Это диалог из первой серии «Холокоста» — американского мини-сериала, который компания NBC сняла в 1978 году. Обратите внимание: спустя 33 года после конца войны. В центре сюжета — судьба двух вымышленных семей, немцев Дорфов и евреев Вайсов. В этой сцене Эрик Дорф, который уже несколько лет работает в СС, приходит к своему давнему знакомому — еврейскому доктору Йозефу Вайсу. Когда-то Вайс лечил семью Эрика, но после прихода нацистов к власти отношения испортились. Эрик грубо советует своему бывшему еврейскому врачу бросить все и скорее уехать из Германии.

Доктор Вайс рассказывает о разговоре с Эриком своей жене, пианистке Берте. Но Германия — ее родина, поэтому она не хочет никуда ехать. Вскоре после этого разговора Йозефа и Берту с детьми ссылают в Варшавское гетто. К концу сериала вся их семья оказывается в Освенциме.

«Холокост» — это такая типичная американская мыльная опера. Повествование разбито так, чтобы было удобно вставлять рекламные паузы, характеры героев очень выпуклые и однозначные, сюжетные повороты довольно предсказуемые, в конце каждой серии клиффхэнгер — крючок, который цепляет ваше внимание и заставляет смотреть дальше. В одной из главных ролей, кстати, молодая Мерил Стрип.

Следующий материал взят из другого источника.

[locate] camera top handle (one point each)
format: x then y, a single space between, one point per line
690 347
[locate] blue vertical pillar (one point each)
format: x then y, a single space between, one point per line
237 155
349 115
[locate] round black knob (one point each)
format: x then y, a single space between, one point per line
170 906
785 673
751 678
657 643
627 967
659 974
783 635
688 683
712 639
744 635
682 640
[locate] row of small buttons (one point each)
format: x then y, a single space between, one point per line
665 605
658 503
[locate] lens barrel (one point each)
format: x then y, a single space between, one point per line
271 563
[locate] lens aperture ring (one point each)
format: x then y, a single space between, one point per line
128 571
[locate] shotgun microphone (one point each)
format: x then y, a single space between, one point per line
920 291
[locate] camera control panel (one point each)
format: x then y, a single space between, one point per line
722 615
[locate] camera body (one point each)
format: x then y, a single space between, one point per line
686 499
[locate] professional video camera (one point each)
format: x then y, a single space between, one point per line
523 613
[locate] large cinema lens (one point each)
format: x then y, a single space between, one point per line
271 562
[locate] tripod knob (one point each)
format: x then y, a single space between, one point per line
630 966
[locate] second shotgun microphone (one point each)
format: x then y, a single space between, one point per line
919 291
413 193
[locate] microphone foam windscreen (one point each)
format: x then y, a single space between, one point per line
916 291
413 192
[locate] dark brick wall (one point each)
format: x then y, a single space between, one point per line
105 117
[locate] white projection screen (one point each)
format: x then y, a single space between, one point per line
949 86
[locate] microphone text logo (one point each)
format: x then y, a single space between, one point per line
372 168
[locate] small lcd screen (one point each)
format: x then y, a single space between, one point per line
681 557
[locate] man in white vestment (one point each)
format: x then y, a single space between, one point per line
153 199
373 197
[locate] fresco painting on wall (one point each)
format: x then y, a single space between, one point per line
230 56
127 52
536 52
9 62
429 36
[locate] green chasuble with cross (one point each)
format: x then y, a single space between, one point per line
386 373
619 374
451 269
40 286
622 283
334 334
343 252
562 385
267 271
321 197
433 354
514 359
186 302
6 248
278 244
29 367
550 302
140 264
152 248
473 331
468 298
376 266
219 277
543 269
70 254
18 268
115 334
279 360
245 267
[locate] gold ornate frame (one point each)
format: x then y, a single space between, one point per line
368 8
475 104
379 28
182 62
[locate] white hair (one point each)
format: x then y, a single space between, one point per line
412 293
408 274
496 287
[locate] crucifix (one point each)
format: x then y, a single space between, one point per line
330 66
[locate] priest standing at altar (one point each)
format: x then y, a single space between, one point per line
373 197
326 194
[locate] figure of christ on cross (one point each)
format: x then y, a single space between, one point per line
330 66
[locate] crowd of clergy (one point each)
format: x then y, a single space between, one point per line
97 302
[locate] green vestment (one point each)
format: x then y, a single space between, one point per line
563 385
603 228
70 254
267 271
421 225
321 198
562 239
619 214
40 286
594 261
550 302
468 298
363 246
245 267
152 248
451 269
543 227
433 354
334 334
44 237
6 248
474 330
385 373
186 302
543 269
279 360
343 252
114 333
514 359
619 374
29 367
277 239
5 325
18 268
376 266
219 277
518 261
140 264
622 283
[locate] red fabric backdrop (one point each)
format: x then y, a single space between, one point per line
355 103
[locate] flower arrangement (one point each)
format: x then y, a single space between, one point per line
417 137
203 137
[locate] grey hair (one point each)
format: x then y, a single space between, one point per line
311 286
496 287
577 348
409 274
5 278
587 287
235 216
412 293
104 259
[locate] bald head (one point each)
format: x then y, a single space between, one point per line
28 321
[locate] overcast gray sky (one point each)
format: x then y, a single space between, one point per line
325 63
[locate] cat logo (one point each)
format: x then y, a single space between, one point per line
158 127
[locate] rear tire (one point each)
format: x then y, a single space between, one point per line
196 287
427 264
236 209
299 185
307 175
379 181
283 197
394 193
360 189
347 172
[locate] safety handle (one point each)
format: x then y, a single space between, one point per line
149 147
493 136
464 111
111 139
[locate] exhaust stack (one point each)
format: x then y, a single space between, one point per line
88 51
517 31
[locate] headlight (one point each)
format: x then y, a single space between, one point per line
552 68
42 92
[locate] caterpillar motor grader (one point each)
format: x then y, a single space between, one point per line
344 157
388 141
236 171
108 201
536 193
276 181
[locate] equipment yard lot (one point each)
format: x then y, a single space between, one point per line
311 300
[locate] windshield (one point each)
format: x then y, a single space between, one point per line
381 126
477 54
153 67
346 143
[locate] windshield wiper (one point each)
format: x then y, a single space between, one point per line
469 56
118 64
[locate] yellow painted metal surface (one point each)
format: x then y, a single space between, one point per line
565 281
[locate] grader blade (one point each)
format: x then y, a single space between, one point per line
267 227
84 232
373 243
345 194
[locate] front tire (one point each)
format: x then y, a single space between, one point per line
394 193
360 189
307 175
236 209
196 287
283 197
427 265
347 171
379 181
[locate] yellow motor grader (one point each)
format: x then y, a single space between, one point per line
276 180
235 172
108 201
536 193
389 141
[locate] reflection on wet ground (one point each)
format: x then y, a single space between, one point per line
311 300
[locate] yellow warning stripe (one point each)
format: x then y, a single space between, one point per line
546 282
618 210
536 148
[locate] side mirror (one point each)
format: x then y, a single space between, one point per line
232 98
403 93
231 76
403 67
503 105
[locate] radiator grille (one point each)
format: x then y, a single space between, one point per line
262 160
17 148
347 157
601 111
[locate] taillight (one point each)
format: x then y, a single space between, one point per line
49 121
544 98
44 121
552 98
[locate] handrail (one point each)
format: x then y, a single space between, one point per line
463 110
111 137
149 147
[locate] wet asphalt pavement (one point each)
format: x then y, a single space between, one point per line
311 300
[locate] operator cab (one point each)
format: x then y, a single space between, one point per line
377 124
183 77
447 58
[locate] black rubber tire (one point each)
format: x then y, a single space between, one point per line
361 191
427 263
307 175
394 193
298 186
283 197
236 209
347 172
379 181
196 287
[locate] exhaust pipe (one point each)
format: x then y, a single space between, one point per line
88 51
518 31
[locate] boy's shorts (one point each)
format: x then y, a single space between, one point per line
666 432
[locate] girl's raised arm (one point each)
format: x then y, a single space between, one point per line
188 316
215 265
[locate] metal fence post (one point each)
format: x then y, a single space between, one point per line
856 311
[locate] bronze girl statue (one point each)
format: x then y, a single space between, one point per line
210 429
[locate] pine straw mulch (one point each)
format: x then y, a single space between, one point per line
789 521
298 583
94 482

Когда «Холокост» показали в ФРГ, он произвел фурор. Его посмотрели больше 20 млн немцев, то есть примерно половина взрослого населения страны. Сотрудники местной телестудии получили 20 тысяч писем и 5 тысяч звонков от благодарных зрителей. В общем, людей задело: это была такая смесь сочувствия, ужаса и раскаяния. Еще раз повторю — это важно — шел семьдесят восьмой год. С конца войны прошло 33 года.

На месте немецких историков, политиков, писателей и режиссеров мне бы было очень обидно. Все это время про Холокост никто не молчал. Были написаны сотни исследований, романов и пьес, снято множество фильмов, миллионы людей побывали на экскурсиях в лагерях смерти и так далее. И, несмотря на все это, в немецком обществе все еще не было однозначного отношения к гитлеровскому периоду. А тут вдруг какая-то американская мыльная опера подарила нации если не полный консенсус, то что-то очень близкое к нему.

Вообще-то все эти годы шли споры, суды, а немецкое общество кидало из стороны в сторону. То оно берет на себя ответственность за военные преступления. То валит все на Гитлера и исторические обстоятельства. Тему Холокоста несколько раз «окончательно» закрывали и снова открывали. В общем, это были очень непростые годы, о которых я и хочу рассказать.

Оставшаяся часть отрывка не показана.